At present, a lot of health monitoring data from commercial aircraft transmits in-flight over ACARS, or are offloaded when the aircraft hits the gate. But, said Smith, “I think it’s best to unload the data when you’re in the air so the maintenance people can be ready. Certainly, there is an advantage if it can only be done at the gate, but if you are going to reduce cycle time for maintenance, you need to send while in the air.” Sending the data via Global Xpress would be far faster and more efficient than ACARS.
Indeed, some of the things Honeywell is looking at with the maintainers of aircraft “is how do we take advantage, through [inflight] connectivity, of all the installed pieces of hardware and sensors; there is a lot of data coming off of an airplane.

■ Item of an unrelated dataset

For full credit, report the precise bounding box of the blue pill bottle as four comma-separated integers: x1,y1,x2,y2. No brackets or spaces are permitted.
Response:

Honeywell now has gotten the ability to take a lot of that data off the airplane and do something with it,” said director, fight services Kiah Erlich during the media briefing.
GoDirect Connected Maintenance for auxiliary power units, to include wheels, brakes and environmental control systems. “So with our connected wheels and brakes we have the ability now [for you] to take your cell phone out and take a picture of the brakes and it will know exactly what the wear and tear is,” explained Erlich.
“We have an algorithm built in that takes from the camera and it knows how much [wheels and brakes have] worn down; it measures it for you automatically. Taking that a step further with sensors, the sensors will Bluetooth that connection to your phone and tell the maintainer, tell the pilot, tell whoever in the flight department needs to know, exactly what the wear and tear is on that brake and when that needs to be replaced.
Eventually, Honeywell Aerospace will “take that a step further where we’ll have prognostics”, said Erlich. “We’ll know exactly when those wheels and brakes are going to be wearing down, and we’ll send you the part automatically. A lot of that will be coming.”
Added the Honeywell spokesman, “One of the biggest costs in aviation is missed schedules due to maintenance at the gate, so we’re trying to improve airlines’ bottom line and improve the customer experience for those of us who travel a lot.”